The beneficial impact of ERP on postoperative complication after colorectal surgery mainly concerns medical rather than surgical complications [2]. We observed a near-significant (p = 0.055) reduction in postoperative pulmonary complications and a significant reduction in postoperative atelectasis (p = 0.05) in the ERP group. Our study was probably not powerful enough to specifically detect a significant reduction in medical complications. Among postoperative complications, we observed a marked reduction in the incidence of postoperative ileus. The beneficial impact on postoperative ileus is probably multifactorial: greater use of laparoscopy [23], early mobilization and feeding [24], opioid-sparing multimodal analgesia [25], and the use of NSAIDs [26]. We compared patients who experienced postoperative ileus with those who did not, with the aim of identifying ERP items that may have influenced the risk of postoperative ileus. Statistical results are consistent with the literature and are available in the Supplementary materials (Supplementary Material 2), but the infrequent occurrence of ileus and our sample size prevented us from trying to determine factors responsible for its reduced incidence.

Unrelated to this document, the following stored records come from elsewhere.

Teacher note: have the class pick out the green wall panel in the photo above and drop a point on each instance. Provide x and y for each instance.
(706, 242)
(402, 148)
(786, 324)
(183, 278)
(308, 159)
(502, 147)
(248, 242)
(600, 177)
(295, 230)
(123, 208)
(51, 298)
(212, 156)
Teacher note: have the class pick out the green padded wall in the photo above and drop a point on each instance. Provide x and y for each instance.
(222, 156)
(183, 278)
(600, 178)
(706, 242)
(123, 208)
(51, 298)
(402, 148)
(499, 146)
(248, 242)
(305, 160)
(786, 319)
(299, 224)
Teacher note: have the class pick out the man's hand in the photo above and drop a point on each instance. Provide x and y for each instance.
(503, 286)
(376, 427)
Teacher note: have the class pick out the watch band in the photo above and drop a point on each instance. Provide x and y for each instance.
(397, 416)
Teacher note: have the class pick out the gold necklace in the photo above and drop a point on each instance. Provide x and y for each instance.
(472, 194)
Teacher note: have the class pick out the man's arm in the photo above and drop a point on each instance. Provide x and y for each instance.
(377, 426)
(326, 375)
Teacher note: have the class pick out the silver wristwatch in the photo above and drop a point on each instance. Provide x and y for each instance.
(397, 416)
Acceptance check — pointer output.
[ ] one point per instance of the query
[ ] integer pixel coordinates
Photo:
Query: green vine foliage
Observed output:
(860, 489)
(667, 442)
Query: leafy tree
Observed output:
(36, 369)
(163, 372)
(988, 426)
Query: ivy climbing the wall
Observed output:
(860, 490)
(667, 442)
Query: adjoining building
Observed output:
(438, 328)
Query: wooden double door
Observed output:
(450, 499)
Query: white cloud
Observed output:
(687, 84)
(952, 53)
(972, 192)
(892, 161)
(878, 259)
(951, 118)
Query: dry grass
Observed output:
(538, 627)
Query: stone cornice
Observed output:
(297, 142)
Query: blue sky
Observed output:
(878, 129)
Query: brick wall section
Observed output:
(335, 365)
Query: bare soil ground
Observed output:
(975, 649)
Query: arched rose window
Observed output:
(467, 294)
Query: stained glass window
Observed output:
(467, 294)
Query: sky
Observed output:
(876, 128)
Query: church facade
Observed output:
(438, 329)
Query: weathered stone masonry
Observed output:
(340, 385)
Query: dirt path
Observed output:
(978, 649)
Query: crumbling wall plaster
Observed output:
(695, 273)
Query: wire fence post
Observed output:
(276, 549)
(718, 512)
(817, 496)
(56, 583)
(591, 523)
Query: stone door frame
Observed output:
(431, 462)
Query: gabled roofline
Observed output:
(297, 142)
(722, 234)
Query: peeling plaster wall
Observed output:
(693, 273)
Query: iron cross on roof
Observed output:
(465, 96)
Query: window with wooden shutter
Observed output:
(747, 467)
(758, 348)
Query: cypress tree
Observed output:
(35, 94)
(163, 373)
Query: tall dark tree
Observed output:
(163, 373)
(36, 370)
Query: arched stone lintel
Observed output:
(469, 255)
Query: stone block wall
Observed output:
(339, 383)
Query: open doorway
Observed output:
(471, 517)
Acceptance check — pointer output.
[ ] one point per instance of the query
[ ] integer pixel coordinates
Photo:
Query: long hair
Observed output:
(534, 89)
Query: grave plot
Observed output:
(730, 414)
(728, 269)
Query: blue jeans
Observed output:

This study also confirms that an ERP for hepatic surgery can produce a significant reduction in LOS [27]. The duration of hospitalization after liver surgery had already been reduced by 4 days to 5 days in our institution between 2015 and 2020, despite the lack of any formal institutional ERP for liver surgery. The perioperative management of patients scheduled for liver resection had been indirectly influenced by colorectal patient care managed with an ERP since 2016 [12, 13]. The proportion of laparoscopic liver surgeries significantly increased between 2015 and 2020, with a significant effect on LOS, as described in the literature [28]. However, there was no decrease in postoperative morbidity. Nevertheless, formal implementation of our ERP for liver surgery associated with our labeling as reference center, which implies internal and external audits, optimized the adherence of our patients to the ERP, thereby accelerating patient TRD and further shortening LOS.

Our study has some limitations. First, although the analyzed data of the ERP group were prospectively collected and entered in our GRACE database, the study remains a retrospective one. No selection was carried out and all the patients undergoing elective liver surgery were included. Second, the data from the control group (before labeling) were retrospectively retrieved from the medical records fully digitized since the end of the 2010s. Although length of hospital stay is systematically recorded, some complications may be missing. Third, there were more cases of liver fibrosis in the ERP post-labeling group, known to increase the risk of postoperative complications. Differences in postoperative complications might be even greater without these limitations.

For conclusion, this study shows that implementation of an institutional ERP in liver surgery associated with the requirements imposed for labeling as a reference center shortened LOS and decreased postoperative morbidity, mainly postoperative ileus. Our observations point to a marked impact of adherence to the protocol on improving postoperative outcomes.